In collaboration with Shinya Yamanaka, the 2012 Nobel Laureate in Bio/Medicine, who dedifferentiated somatic cells into pluripotent stem cells, i.e., induced pluripotent stem cells, Masayo Takahashi found an effective method for induced pluripotent stem cells to generate retinal epithelial cells, and in September 2014, he advanced the first human clinical trial of epithelial cells induced by induced pluripotent stem cells. The experiment was conducted in a patient in his seventies with age-related macular degeneration, who had largely lost his vision and was unlikely to recover. After a year of research, the preliminary results of this high-profile experiment have finally been announced.
This study evaluated the feasibility of transplanting a series of retinal pigment epithelial cells differentiated from induced pluripotent stem cells in patients with neovascular age-related macular degeneration. Induced pluripotent stem cells were derived from epidermal fibroblasts from two patients with advanced macular degeneration of neovascular age-increasing age and differentiated into retinal pigment epithelial cells, and the origin of both induced pluripotent stem cells and retinal pigment epithelial cells has been extensively tested. In one of the patients, retinal pigment epithelial cells with surgical removal of the neovascular layer and implantation of autologous induced pluripotent stem cell differentiation were found to be intact 1 year after surgery, and the transplanted series of cells was found to be intact, the best corrected visual acuity was neither improved nor worsened, and cystoid macular edema remained.
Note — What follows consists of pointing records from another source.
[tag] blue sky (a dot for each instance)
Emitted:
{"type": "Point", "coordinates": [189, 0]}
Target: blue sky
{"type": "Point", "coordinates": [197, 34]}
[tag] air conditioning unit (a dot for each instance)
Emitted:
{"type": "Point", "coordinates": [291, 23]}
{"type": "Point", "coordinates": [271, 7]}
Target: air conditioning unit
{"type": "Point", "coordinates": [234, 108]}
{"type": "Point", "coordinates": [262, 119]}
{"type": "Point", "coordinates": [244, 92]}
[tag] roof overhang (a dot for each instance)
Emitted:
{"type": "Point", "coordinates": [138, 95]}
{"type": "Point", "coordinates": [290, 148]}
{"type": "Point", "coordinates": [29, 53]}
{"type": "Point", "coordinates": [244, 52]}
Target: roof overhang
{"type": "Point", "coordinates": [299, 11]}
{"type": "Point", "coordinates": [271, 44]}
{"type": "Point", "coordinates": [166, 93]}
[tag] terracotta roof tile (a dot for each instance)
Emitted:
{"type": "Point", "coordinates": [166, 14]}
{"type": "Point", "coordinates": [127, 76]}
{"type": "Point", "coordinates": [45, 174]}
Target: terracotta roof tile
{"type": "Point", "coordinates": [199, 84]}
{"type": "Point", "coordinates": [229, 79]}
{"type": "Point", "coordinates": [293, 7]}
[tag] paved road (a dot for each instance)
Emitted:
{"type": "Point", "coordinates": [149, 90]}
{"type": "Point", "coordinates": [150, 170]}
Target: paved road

The study, published by NEJM and endorsed by Science, illustrates that the use of pluripotent stem cells to replace the destroyed eye tissue in age-related macular degeneration does prevent the disease from progressing, although it does not improve the patient's visual function. The greatest significance of the first treatment in vivo using pluripotent stem cells is that although the effectiveness is not yet certain, it is an encouraging milestone in confirming the safety of the use of induced pluripotent stem cells in humans. In addition, the publication of experimental details is beneficial for other research teams to treat diseased or necrotic tissues through mature tissue-derived pluripotent surrogate cells.
In the Science article, some of the problems encountered in clinical trials and further plans for epithelial cells from induced pluripotent stem cell differentiation are mentioned. During the experiment of the second patient, pluripotent stem cells were unstable and there was a risk of carcinogenesis, and the experiment was suspended due to safety considerations. The experiment is still progressing, and the clinical trial of 5 patients that has been approved will be carried out soon, instead of the previous induction of autopluripotent stem cells for each patient, Masayo Takahashi will use a single volunteer donor to establish a pluripotent stem cell bank, and apply it to patients in the early stage of age-related macular degeneration after the technology matures. Researchers and the public are full of hope for induced pluripotent stem cells, but existing experiments have shown that induced pluripotent stem cells can help, but cannot completely reverse the development of the disease.
Original source:
Dennis Normile. iPS cell therapy reported safe. Science 2017; 355, 1109-1110. DOI: 10.1126/science.355.6330.1109
Michiko Mandai,et al. Autologous Induced Stem-Cell–Derived Retinal Cells for Macular Degeneration. N Engl J Med 2017; 376:1038-1046. DOI 10.1056/NEJMoa1608368.